The shared purpose of Budgets and Seatbelts

The biggest reason I hear most from people, including my family, about why they don’t wear their seatbelt is this:

It’s too restraining and uncomfortable

Some people simple don’t like that feeling of something holding them back, or worry that they’re too locked in to escape when needed. Can you see the parallel with financial budgets yet? No? Let me ask you a question: Do you have a budget? No? Why not? I bet you’ll give one or more of the following reasons:

  1. It’s too restraining: You think a budget will hold you back from having fun, or being fun when you’re with friends. Even if you set aside $1000 for a “Fun” category and only ever spend $100 normally, you’ll still think it’s too restraining. You just don’t like authority, or pressure, or feeling confined, so you refuse to set any sort of limits for yourself.
  2. It’s too hard: I’ll admit that it’s daunting to figure out your expenses and income for the first time, and then continually revisit your budget, but after a while it’s “set it and almost forget it”. You know it’s there and you’ve trained yourself to subconsciously monitor your spending to keep yourself in check without having a sheet of paper reminding you.
  3. It’s too uncomfortable: Just like a seatbelt can chaff your next or squeeze against your gut (like mine), a poorly configured budget can irritate you or your family so much that you just throw it away and never use it. But configuring both your seatbelt and your budget to the most appropriate settings takes time and practice before you know just where they should fit to both protect you and still feel comfy.
  4. What if an emergency happens? You’ve seen movies where someone is stuck on the train tracks and can’t get out of their seatbelt. Or they’ve driven into the water and can’t get that buckle undone in time. C’mon people, seatbelts are made to hold you when you need held and release you when you need to go. Similarly, a budget is just a piece of paper or electronic file that tells you where you should be (you have to do the work to figure out where you currently are), but it’s flexible to adapt to your lifestyle.

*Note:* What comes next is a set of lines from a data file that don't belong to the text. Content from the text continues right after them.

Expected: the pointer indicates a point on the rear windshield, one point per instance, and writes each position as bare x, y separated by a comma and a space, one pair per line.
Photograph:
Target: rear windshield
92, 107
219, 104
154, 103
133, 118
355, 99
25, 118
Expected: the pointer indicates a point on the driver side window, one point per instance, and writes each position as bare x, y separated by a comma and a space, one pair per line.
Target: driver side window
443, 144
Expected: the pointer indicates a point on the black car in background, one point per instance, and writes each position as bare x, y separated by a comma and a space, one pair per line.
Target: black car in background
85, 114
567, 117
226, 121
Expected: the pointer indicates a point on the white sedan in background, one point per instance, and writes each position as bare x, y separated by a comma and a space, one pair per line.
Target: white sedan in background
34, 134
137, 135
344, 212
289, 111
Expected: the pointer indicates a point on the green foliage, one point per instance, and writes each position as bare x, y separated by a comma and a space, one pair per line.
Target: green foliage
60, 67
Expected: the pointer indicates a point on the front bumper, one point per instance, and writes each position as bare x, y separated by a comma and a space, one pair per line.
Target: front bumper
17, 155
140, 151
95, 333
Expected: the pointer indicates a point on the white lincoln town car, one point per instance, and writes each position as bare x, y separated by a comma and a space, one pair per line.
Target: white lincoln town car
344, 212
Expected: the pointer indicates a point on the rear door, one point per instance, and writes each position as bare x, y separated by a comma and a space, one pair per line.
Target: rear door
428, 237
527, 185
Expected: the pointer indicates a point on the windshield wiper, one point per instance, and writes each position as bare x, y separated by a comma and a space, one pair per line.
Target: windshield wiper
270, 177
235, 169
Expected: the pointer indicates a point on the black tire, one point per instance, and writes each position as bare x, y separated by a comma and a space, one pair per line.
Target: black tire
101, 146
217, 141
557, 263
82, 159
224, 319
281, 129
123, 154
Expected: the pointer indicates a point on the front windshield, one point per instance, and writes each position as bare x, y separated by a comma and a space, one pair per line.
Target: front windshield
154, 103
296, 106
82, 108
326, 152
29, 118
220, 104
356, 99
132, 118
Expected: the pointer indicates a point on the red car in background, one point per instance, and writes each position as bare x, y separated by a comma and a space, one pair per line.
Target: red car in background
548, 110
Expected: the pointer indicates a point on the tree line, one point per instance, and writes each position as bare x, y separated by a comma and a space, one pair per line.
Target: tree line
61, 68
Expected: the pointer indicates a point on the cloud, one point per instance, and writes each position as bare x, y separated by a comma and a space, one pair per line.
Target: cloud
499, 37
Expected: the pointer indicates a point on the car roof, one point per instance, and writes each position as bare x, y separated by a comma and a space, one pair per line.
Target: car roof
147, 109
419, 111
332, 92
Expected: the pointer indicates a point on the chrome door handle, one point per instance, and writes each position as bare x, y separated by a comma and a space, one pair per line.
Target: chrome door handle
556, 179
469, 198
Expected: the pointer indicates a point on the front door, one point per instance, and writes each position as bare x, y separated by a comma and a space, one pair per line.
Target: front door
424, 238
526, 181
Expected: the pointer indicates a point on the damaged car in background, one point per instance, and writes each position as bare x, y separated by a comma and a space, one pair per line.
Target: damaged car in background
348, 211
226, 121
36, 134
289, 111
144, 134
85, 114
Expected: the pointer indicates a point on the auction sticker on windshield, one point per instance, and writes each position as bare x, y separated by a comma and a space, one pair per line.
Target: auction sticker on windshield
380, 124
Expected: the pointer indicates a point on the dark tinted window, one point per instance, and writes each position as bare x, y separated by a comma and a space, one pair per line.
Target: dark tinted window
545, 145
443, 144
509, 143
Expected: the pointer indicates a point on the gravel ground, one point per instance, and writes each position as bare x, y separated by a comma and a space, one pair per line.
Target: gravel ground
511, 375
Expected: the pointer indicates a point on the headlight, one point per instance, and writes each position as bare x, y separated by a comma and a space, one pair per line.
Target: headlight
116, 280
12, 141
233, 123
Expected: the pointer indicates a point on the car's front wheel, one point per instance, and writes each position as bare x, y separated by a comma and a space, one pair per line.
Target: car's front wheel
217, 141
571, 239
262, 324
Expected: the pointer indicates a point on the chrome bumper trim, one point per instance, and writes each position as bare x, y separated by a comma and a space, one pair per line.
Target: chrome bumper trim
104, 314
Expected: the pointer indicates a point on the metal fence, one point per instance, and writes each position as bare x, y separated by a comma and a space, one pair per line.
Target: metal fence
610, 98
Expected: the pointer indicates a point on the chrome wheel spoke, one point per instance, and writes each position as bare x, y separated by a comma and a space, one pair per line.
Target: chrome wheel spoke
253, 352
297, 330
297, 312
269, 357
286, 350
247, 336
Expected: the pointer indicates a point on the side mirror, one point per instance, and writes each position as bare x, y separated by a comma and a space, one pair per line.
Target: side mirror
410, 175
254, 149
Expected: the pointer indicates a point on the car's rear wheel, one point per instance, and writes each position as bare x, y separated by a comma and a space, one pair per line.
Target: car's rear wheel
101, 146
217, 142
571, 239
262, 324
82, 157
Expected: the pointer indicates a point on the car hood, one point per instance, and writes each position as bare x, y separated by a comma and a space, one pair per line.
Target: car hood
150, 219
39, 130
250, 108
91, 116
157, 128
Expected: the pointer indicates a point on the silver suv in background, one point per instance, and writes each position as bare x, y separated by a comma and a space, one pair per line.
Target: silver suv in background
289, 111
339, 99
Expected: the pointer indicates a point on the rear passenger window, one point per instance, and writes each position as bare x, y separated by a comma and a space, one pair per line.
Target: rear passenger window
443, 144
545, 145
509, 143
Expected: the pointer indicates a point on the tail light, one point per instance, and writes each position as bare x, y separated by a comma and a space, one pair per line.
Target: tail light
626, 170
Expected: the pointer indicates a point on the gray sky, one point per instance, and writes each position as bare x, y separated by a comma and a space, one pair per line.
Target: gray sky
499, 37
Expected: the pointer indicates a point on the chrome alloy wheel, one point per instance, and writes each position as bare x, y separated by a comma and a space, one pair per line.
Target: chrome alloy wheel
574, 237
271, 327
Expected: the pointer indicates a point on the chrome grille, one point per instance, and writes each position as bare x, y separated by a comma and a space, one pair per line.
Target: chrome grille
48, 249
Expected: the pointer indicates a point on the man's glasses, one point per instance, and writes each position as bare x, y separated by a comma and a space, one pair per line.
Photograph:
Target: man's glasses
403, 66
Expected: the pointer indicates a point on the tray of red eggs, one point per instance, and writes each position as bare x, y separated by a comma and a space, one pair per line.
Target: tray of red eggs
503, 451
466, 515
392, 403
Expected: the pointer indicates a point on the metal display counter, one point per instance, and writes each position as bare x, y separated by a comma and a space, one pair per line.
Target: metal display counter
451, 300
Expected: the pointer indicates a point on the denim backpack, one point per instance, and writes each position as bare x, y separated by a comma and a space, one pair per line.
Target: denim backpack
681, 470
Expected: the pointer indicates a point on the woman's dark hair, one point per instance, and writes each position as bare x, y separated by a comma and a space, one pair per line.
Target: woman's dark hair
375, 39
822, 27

Simply, a budget is there to protect you, but you can modify it if it feels smothering or unsafe. If you feel like you’re throwing too much into savings and aren’t carrying enough in your checking to cover bills each month, then fix it. If you’re feeling stressed out, then up your entertainment or recreation budget. It’s simply a guide and safety mechanism, not a control device.

The seatbelt/budget won’t stop you from driving off the road, but with proper planning (i.e. fastening the belt properly…or budgeting enough for emergencies), it can save you from personal or financial injury.

PS: Here’s a great list of budget templates if you need to start fresh again.

Photo by Criterion

About the author

Clever Dude


  • Nice analogy and it is true. A budget an help protect against multiple financial issues and more than anything can help calm a persons fear and keep them safe.

  • I am all for those needing budgets to get one, when younger, we did have one — on a 13 column accounting pad – and each week the money went into the bank, the amts. divided to each category. At that time, we had $0 for clothes, and $0 for food, and were “technically” $15.00 short of needed $$ per week. However that extra pay week that comes twice a year – would “make it work”…that and having chickens, growing, canning, bartering wood from our property for things we needed. We were fortunate because we had cherry trees that were abundant producers, and wild strawberries that made the best jam.
    Today we are budgetless — but we have made our way over the million mark a few times. Those early frugal ways however really did pay off ~ because today we still follow all the same principles ~ and no matter our income (been cut 2/3 in last 3 years) we still have $$ left over for saving.